Le ministre du Travail luxembourgeois, Dan Kersch, s’est agacé dans nos pages jeudi, des élus français qui lui cherchent des « poux dans la tête » à propos de la fiscalité sur le télétravail « illimité » des frontaliers. Pourtant, les Belges s’y mettent aussi.
La phrase
«On demande au Grand-Duché, dans une situation de crise une compensation fiscale ! C’est vite oublier le sentiment de solidarité qui nous unissait quand nous avons soigné des patients français. Et maintenant que nous continuons à chercher des solutions qui arrangent tout le monde, on vient nous chercher des poux dans la tête.» Jeudi, Dan Kersch a déploré dans nos pages la sortie du sénateur français (socialiste comme lui) Olivier Jacquin, sur une juste fiscalité du télétravail illimité des frontaliers.
En résumé, le sénateur français s’interrogeait : « la fin des paliers fiscaux (NDLR : au-delà desquels le frontalier doit normalement déclarer dans son pays tous les jours télétravaillés supplémentaires) est une bonne nouvelle pour les frontaliers : ils n’auront pas à produire deux déclarations d’impôt sur le revenu […] Mais en vertu de quelle contrepartie pour les finances de l’état français ? »
La nouveauté
Ce vendredi, selon les révélations de nos confrères de Paperjam, ce sont les Belges qui s’y mettent aussi.

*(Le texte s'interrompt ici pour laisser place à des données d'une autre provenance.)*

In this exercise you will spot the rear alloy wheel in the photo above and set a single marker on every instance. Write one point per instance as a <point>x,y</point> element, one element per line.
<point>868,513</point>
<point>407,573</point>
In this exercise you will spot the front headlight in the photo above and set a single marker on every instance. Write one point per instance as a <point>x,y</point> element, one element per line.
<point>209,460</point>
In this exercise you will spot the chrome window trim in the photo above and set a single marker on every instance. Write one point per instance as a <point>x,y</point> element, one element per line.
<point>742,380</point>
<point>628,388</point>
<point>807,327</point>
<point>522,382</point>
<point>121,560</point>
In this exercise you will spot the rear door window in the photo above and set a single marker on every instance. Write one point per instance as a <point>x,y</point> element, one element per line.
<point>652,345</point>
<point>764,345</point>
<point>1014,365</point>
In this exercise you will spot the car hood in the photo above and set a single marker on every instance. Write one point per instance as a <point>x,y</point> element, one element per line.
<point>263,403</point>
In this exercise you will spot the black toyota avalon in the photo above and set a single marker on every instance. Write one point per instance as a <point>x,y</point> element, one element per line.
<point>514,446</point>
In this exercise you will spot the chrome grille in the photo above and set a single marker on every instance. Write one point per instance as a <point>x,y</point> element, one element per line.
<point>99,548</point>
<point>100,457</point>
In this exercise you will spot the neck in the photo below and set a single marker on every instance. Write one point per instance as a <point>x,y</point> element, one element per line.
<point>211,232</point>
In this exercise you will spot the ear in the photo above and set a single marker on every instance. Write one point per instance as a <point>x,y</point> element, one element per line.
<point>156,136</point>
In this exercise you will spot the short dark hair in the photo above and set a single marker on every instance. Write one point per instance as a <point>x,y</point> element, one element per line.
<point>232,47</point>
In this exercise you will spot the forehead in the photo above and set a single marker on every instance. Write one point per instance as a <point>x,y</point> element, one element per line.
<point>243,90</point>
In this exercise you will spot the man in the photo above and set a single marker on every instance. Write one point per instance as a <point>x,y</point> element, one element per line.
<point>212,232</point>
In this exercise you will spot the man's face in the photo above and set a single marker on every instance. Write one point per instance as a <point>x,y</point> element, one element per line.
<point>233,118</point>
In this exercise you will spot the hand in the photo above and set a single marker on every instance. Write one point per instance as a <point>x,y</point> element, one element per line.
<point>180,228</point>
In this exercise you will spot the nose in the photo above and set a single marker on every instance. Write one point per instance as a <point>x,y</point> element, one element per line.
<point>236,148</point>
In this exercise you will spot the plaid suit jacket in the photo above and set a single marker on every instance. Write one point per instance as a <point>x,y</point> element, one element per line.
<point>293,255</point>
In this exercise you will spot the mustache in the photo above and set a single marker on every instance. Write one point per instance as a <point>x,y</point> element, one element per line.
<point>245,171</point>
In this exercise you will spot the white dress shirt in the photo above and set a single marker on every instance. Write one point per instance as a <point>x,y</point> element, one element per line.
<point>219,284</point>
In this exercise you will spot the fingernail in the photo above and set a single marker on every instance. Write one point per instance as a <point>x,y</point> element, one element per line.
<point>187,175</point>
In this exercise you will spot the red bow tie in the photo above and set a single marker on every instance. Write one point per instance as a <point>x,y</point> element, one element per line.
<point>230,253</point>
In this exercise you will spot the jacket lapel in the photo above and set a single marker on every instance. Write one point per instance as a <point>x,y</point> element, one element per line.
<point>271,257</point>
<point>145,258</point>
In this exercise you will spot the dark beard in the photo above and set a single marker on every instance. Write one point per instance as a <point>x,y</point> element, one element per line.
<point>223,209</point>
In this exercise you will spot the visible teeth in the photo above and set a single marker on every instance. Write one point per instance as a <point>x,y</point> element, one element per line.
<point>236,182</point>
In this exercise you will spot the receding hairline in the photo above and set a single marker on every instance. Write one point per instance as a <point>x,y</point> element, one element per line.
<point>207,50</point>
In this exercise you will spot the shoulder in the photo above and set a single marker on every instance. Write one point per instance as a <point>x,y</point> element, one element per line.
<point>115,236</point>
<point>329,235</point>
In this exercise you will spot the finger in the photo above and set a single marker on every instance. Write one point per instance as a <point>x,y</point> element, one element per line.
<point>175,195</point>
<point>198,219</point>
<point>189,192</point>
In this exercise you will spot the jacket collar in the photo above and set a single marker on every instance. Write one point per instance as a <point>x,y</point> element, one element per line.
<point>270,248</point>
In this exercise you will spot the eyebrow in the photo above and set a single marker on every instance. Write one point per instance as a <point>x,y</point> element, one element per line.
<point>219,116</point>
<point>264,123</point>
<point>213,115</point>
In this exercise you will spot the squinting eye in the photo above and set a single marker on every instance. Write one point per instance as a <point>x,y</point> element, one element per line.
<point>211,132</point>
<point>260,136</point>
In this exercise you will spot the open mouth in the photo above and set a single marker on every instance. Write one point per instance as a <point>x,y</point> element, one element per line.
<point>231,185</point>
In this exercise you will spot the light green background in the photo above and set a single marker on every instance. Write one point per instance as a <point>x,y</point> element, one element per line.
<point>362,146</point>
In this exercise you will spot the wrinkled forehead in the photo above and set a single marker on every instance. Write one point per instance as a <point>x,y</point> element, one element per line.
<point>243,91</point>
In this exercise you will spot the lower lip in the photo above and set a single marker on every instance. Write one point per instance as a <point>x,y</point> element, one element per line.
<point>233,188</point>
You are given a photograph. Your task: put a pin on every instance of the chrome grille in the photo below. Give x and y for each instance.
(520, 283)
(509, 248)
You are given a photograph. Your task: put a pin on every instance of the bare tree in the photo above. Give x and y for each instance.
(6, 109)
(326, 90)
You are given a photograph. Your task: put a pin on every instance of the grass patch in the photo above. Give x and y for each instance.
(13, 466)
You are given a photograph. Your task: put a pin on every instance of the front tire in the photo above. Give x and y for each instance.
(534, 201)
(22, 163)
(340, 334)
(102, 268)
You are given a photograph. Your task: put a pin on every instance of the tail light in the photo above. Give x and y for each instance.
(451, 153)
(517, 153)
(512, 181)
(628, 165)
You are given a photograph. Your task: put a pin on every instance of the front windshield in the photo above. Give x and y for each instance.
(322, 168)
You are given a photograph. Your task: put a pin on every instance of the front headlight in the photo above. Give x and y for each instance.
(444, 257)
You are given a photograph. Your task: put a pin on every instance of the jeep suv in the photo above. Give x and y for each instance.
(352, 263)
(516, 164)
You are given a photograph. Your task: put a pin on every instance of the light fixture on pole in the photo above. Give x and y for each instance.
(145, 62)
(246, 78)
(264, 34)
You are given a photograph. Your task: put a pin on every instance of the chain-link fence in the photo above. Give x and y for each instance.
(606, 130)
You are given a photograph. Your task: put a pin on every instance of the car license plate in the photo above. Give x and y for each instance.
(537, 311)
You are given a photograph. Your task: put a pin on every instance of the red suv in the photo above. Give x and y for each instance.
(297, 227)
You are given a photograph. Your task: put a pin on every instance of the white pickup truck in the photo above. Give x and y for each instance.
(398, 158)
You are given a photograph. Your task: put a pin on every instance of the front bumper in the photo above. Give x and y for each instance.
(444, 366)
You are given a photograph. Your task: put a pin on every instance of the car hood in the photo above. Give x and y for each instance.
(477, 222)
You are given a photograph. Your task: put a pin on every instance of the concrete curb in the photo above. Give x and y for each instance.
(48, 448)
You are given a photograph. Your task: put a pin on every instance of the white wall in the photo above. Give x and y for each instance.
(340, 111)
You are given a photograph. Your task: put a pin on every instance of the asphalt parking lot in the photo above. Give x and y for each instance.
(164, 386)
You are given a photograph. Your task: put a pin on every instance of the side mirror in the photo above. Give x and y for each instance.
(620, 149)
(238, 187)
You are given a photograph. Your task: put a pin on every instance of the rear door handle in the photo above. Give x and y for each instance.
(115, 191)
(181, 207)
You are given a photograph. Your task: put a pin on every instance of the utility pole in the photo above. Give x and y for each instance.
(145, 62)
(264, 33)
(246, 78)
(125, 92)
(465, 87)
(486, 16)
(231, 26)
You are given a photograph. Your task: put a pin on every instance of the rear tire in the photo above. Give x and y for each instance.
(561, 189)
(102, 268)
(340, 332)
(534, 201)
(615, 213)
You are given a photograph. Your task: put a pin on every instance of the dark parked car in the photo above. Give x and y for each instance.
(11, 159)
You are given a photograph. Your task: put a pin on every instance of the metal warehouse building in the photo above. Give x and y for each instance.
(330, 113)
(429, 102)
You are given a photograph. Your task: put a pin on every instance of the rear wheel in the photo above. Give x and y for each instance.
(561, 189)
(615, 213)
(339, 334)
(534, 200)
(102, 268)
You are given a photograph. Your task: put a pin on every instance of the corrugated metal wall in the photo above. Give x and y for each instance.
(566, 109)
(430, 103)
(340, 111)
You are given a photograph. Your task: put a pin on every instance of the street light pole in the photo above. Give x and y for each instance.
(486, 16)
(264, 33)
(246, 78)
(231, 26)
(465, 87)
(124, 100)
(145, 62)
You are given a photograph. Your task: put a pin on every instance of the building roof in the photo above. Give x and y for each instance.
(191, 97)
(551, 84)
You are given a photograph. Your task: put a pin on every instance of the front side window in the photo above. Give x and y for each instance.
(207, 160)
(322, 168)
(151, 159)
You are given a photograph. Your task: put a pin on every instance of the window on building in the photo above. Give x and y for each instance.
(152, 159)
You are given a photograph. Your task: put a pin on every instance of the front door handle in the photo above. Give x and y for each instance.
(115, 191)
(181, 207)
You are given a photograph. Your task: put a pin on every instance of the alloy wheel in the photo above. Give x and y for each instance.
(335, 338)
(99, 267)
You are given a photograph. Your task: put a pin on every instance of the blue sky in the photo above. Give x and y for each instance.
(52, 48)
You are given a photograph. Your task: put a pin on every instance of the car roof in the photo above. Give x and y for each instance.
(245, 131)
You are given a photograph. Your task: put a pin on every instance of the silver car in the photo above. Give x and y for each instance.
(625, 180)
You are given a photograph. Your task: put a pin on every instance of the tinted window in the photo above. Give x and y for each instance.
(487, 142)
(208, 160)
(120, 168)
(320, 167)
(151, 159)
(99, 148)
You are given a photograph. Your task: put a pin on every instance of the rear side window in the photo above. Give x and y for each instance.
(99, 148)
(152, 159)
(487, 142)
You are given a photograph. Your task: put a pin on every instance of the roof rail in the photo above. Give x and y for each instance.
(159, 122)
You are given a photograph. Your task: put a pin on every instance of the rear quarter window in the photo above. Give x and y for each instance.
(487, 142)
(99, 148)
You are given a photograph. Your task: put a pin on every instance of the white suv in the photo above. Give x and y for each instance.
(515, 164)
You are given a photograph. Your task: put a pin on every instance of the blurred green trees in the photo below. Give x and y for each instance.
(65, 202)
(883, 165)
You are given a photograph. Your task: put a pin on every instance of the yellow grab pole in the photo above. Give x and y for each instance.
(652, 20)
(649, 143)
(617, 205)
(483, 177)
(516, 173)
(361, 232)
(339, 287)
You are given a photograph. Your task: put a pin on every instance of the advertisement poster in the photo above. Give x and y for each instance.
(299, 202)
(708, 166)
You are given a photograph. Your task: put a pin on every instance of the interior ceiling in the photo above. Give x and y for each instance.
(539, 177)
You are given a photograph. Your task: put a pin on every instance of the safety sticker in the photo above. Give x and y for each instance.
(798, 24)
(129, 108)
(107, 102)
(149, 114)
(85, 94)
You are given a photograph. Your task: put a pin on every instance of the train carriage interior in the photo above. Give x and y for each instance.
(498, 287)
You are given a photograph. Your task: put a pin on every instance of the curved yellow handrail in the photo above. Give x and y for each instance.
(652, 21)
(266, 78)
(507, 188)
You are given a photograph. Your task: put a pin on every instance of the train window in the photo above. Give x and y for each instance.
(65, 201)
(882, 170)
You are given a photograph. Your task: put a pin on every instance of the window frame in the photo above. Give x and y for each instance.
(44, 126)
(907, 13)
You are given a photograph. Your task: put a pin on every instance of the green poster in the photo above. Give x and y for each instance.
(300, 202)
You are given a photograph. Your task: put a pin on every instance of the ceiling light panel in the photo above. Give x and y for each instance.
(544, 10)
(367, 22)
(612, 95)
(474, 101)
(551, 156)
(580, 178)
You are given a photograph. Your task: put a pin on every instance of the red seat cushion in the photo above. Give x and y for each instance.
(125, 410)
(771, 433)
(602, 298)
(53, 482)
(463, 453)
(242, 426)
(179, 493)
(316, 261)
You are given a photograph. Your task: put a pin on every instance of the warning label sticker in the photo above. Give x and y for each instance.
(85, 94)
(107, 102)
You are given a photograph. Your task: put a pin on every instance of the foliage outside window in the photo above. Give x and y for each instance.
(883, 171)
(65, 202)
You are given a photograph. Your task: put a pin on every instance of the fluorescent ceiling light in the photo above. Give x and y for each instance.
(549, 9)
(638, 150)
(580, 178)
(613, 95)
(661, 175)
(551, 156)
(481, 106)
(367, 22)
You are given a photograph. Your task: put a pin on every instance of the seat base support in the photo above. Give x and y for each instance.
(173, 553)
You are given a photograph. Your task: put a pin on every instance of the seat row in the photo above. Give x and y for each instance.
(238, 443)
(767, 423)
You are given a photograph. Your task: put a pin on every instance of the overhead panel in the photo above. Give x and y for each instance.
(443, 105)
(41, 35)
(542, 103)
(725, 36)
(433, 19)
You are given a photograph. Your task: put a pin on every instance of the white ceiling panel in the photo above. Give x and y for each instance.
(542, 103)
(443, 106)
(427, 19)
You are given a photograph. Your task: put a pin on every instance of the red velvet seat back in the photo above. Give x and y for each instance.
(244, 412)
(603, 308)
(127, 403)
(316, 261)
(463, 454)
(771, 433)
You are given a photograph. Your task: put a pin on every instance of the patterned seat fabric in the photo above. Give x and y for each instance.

L’administration fiscale, plus précisément. Toute une série de frontaliers, ceux qui sont patrons d’eux-mêmes pour résumer, seront exclus du télétravail « illimité ». Le fisc belge veille au grain : pas question que le palier fiscal (de 24 jours pour les résidents belges) saute sans discernement. Ceux qui sont patrons d’eux-mêmes et qui veulent dépasser les 24 jours le peuvent -rien n’interdit de dépasser les paliers pour rappel – mais en réglant la note des jours dépassés du côté belge. Des poux encore, des poux !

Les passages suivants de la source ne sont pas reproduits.